Discussions around fertiliser supply challenges facing farmers will feature in Monday’s meeting of EU farm ministers, with Minister for Agriculture Charlie McConalogue saying that the meeting will consider fertiliser availability issues extending beyond 2022.

European Commissioner for Agriculture Janusz Wojciechowski will also take part in the Council of Agricultural Ministers’ meeting in Luxembourg as an update is expected from the European Commission on pesticide reduction proposals and ensuring that the standards for agri-food goods imported into the EU are brought closer in line with farmer standards here.

Speaking ahead of the day’s deliberations, Minister McConalogue commented that the ministers would also be discussing the challenges associated with ensuring production is maintained across the EU amid the high input costs arising from Russia’s invasion of Ukraine.

Planning beyond 2022

Fertiliser cost hikes and availability are two of the biggest issues facing farmers, the minister stated.

“As the current crisis becomes more prolonged, we need to prepare now for 2023. I consider that, in terms of further actions the Commission can take now, greater planning and preparation in relation to the supply of fertiliser is essential,” he said in Luxembourg.

“Fertiliser affordability and availability is one of the biggest challenges facing our farmers at present. We should also ensure that global markets continue to function effectively, and that every effort continues to be made to facilitate Ukrainian exports.

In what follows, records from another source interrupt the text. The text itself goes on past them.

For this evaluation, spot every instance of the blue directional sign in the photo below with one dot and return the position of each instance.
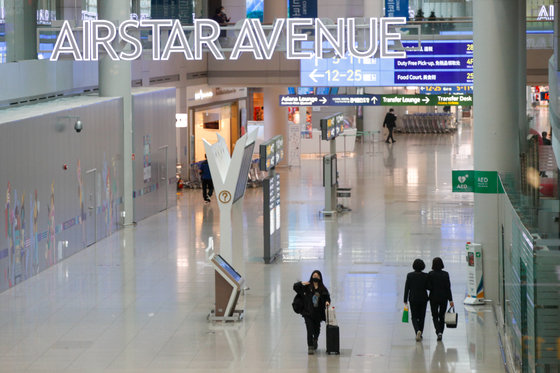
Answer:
(377, 100)
(437, 63)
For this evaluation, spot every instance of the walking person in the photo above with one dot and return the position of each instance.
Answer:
(415, 292)
(316, 298)
(206, 179)
(440, 293)
(390, 122)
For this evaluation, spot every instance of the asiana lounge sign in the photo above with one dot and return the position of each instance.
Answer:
(346, 37)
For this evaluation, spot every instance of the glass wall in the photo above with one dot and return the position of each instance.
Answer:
(441, 8)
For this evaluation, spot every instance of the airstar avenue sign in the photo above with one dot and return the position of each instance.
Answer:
(345, 38)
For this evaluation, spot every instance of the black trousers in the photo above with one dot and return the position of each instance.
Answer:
(438, 314)
(418, 314)
(313, 325)
(207, 189)
(390, 136)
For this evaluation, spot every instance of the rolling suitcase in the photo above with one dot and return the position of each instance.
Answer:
(333, 334)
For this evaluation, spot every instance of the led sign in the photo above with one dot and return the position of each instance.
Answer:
(345, 38)
(546, 14)
(201, 95)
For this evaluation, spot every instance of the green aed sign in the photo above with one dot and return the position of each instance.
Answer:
(485, 182)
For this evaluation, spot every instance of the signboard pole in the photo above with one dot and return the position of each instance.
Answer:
(271, 153)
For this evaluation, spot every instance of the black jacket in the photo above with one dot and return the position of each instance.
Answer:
(390, 120)
(415, 288)
(307, 292)
(440, 286)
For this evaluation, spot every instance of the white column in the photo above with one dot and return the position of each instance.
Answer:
(235, 9)
(496, 116)
(276, 117)
(21, 30)
(275, 9)
(114, 81)
(373, 115)
(69, 10)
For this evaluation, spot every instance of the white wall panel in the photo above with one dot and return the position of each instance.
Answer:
(36, 141)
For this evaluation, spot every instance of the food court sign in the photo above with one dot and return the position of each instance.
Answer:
(345, 37)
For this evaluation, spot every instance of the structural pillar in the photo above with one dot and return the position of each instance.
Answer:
(496, 116)
(115, 81)
(68, 10)
(276, 117)
(21, 30)
(373, 115)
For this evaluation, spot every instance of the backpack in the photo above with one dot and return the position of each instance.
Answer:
(297, 304)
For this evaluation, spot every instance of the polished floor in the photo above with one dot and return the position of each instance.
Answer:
(138, 301)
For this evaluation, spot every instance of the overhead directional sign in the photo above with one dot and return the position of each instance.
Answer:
(434, 63)
(376, 100)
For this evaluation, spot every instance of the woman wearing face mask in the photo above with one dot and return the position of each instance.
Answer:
(316, 298)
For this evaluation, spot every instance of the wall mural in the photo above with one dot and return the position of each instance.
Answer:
(29, 251)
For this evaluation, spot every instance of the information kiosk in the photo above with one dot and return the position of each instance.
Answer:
(331, 127)
(475, 278)
(271, 153)
(229, 284)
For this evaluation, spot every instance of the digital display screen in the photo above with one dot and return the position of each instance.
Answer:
(271, 152)
(332, 126)
(227, 267)
(244, 172)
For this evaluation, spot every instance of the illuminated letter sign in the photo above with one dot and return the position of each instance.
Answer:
(544, 15)
(346, 37)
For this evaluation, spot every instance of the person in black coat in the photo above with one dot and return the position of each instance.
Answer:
(390, 122)
(415, 292)
(440, 293)
(316, 298)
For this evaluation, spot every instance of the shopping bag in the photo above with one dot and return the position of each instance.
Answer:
(405, 314)
(451, 318)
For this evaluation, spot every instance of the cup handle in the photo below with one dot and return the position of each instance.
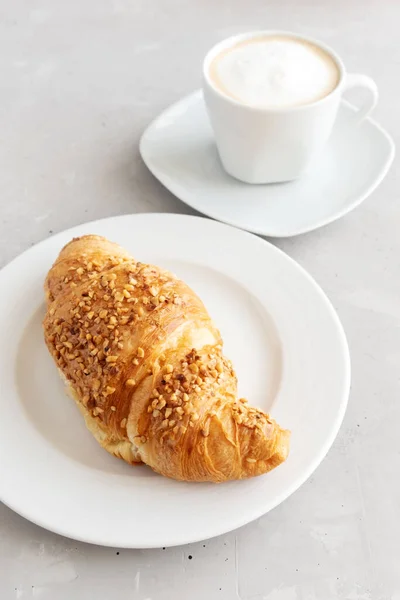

“Particularly looking at challenges in relation to ensuring that food production continues strongly across the continent and also looking at how we can continue to support our friends in Ukraine at an immensely challenging time for them.

“And also planning in regards to the challenges that are there from the from the point of view of fertiliser supply not just for this year, but for next year, and considering the challenges around that as well,” the minister said.

Important meeting

“It is important that there is fairness in relation to trade and that we apply common standards and expect the same standards from products coming into the EU as the products we export,” Minister McConalogue commented.

Minister McConalogue stated that an update was expected from the Commission on pesticide reduction strategies.

He stated that balance was needed in the approach to reducing pesticides as reduced usage for improved biodiversity should progress with consideration of yield impacts of such moves.

“Obviously, it is really important that we ensure the use of pesticides is done in a sustainable manner and biodiversity is massively important as a key priority for all member states, a key priority for Ireland and we have to ensure with the standards we apply with regards to pesticides that they are sustainable and balance that against the need for productivity as well,” the minister concluded.